The behind-the-scenes battle between Apple and Spotify was revealed last Wednesday when Apple CEO Tim Cook, as well as the heads of Amazon, Facebook, and Google, sat before the Judiciary Committee’s Subcommittee on Antitrust, Commercial, and Administrative Law to discuss those accusations and how it treats competing apps like Spotify in its App Store.
Apple and Spotify… have clashed for years over how Apple handles Spotify’s apps, saying that the iPhone maker arbitrarily punishes the music streaming giant as a means to protect its own Apple Music and iTunes services.
That’s part of the reason Apple is now being investigated for potential antitrust violations by the Department of Justice, state attorneys general, and the House Judiciary Committee.
Documents presented during the hearing provide a deeper look at the issues between the firms and why Spotify has become one of the key contributors to the testimony against Apple.
The files come in the form of a written exchange between Apple vice president and general counsel Bruce Sewell and Spotify general counsel Horacio Gutierrez. In the documents, Sewell tells Gutierrez that a then-recent update to the Spotify app doesn’t comply with App Store guidelines because it provides users with a link that takes users outside of the app to Spotify’s own website where users can sign up for Spotify’s premium paid service.
According to Apple’s App Store rules, developers are not allowed to provide users with links from their apps to their own websites for transactions. Apple created the rule to ensure that the tech giant could still capture a cut of subscription sign ups in apps.
App developers can provide so-called “reader” apps in which users can access content they’ve purchased outside of the app, but the app itself can’t give a direct way for users to make such purchases.
MacDailyNews Take: Spotify knows the rules full well. The breached Apple’s clearly-stated rule on purpose in order to create a paper trail for their complaint.

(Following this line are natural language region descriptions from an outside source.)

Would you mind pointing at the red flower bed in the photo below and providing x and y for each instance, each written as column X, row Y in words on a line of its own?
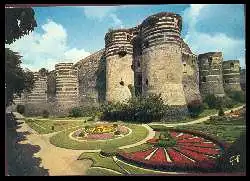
column 194, row 140
column 208, row 145
column 210, row 151
column 159, row 156
column 188, row 153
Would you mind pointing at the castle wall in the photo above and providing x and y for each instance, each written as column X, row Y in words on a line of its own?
column 190, row 78
column 87, row 71
column 119, row 73
column 211, row 80
column 243, row 79
column 231, row 75
column 66, row 86
column 162, row 58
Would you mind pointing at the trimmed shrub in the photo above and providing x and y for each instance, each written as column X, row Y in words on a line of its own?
column 20, row 109
column 211, row 101
column 108, row 152
column 45, row 114
column 221, row 112
column 117, row 133
column 138, row 109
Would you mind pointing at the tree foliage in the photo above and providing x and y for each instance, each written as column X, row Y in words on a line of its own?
column 18, row 22
column 16, row 79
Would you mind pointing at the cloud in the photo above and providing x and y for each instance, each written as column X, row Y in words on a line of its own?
column 207, row 41
column 47, row 48
column 103, row 12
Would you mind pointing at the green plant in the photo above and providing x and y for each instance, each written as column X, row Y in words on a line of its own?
column 195, row 108
column 75, row 112
column 211, row 101
column 45, row 114
column 20, row 109
column 221, row 112
column 238, row 96
column 117, row 133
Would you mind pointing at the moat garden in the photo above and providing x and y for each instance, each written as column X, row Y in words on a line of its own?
column 194, row 144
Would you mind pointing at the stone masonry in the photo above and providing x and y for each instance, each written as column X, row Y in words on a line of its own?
column 151, row 57
column 231, row 75
column 66, row 85
column 211, row 80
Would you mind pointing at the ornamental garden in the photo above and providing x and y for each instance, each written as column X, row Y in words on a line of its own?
column 120, row 142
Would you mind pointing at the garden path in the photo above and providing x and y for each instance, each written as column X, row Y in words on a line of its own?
column 58, row 161
column 195, row 121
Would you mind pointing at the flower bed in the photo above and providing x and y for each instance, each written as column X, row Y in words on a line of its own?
column 191, row 151
column 100, row 132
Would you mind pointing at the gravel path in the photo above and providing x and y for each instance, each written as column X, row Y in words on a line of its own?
column 58, row 161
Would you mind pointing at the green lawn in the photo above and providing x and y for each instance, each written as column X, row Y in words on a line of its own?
column 108, row 162
column 99, row 161
column 62, row 140
column 45, row 126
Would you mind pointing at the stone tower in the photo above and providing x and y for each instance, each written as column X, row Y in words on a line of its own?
column 39, row 92
column 211, row 80
column 119, row 72
column 162, row 58
column 231, row 75
column 66, row 85
column 190, row 75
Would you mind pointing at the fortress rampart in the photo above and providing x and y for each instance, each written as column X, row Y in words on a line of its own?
column 211, row 80
column 231, row 75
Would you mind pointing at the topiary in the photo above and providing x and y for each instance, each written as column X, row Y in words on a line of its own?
column 45, row 114
column 20, row 109
column 221, row 112
column 75, row 112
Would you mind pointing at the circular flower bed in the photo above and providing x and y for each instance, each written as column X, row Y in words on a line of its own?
column 177, row 150
column 100, row 132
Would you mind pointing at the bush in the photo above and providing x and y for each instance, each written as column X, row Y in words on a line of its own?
column 221, row 112
column 45, row 114
column 75, row 112
column 20, row 109
column 195, row 108
column 211, row 101
column 138, row 109
column 238, row 96
column 117, row 132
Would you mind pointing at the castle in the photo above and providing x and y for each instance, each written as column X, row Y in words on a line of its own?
column 151, row 58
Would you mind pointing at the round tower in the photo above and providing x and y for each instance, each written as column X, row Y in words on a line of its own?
column 119, row 72
column 162, row 58
column 231, row 75
column 211, row 80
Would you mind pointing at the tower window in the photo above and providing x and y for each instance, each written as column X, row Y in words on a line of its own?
column 122, row 83
column 146, row 44
column 231, row 65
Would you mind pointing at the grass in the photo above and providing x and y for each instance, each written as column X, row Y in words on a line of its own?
column 45, row 126
column 137, row 148
column 98, row 161
column 62, row 140
column 108, row 162
column 224, row 130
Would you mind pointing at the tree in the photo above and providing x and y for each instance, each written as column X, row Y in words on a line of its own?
column 18, row 22
column 16, row 79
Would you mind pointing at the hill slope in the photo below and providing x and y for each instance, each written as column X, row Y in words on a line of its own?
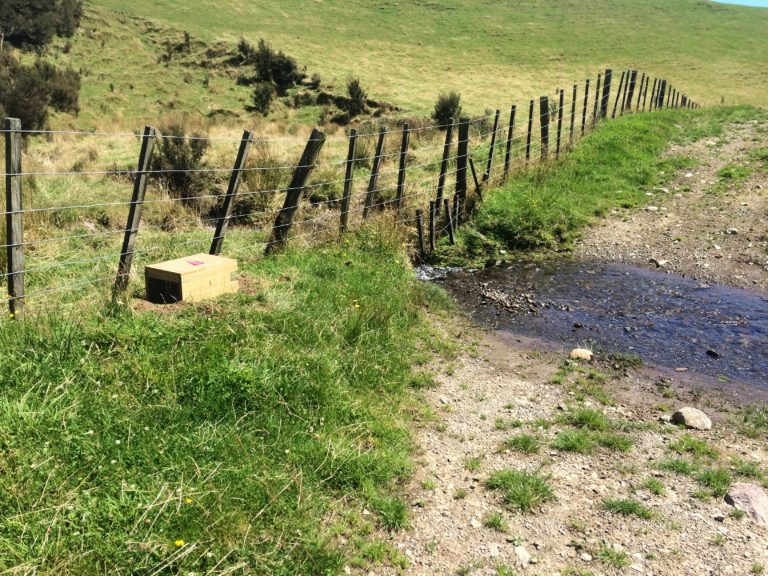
column 407, row 52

Spotify is a money-losing enterprise that cannot compete and has already been eclipsed by Apple Music in the world’s No.1 market for recorded music, the United States of America. Seeing the writing on the wall, Spotify has run whining to the EU like little babies crying for mommy; not a shred of dignity left. Beleaguered Spotify predicts an operating loss of up to €195 million for the remaining two quarters of this year.
“This boils down to the fact that Spotify wants to use the platform that Apple built and maintains at great expense for free.” – MacDailyNews, March 13, 2019
Spotify is good at two things: Losing money and whining to authorities.